January 2018 is already over. And, okay, seriously, I meant to write a New Years blog 31 days ago. And I didn’t. We can go ahead and blame that on my lack of New Year’s resolution. Or not.
I did sort of make a resolution for 2018, but it is not quantifiable at all. And thus it doesn’t demand anything like: Write one blog per week.
Instead my 2018 focus is on finding delight.
As I posted on Instagram, 2017 was a hard freaking year. I learned that the unexpected can derail the best of intentions. Having RA seriously discomposed me.

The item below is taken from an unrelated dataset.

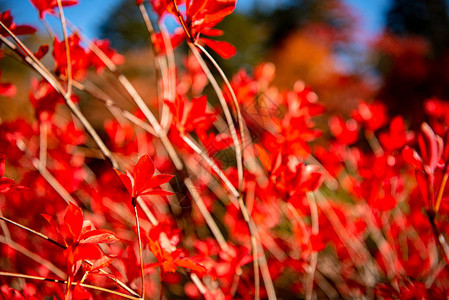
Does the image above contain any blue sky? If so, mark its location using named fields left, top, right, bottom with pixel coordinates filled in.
left=7, top=0, right=389, bottom=38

And because of that, I just can’t stomach the idea of judging my success by counting anything. When I was really sick last year, I would tell myself, “Tomorrow I’ll get back to my goals.” I didn’t have a single goal that my body could regularly meet: I couldn’t swim three days every week, or even always swim 3000 yards when I did get in the pool, or meet my dwindling step goal, or grade five papers everyday, or write regularly. I know that resolutions are supposed to be optimistic, but I live in a body just decided to start to eating its bones about a year ago. I am not a resolution optimist this year.
So delight. Dan wanted to know more about my quest for delight. What did that mean? Did I want to eat dinner at the table more? How could he help? I still don’t have an answer.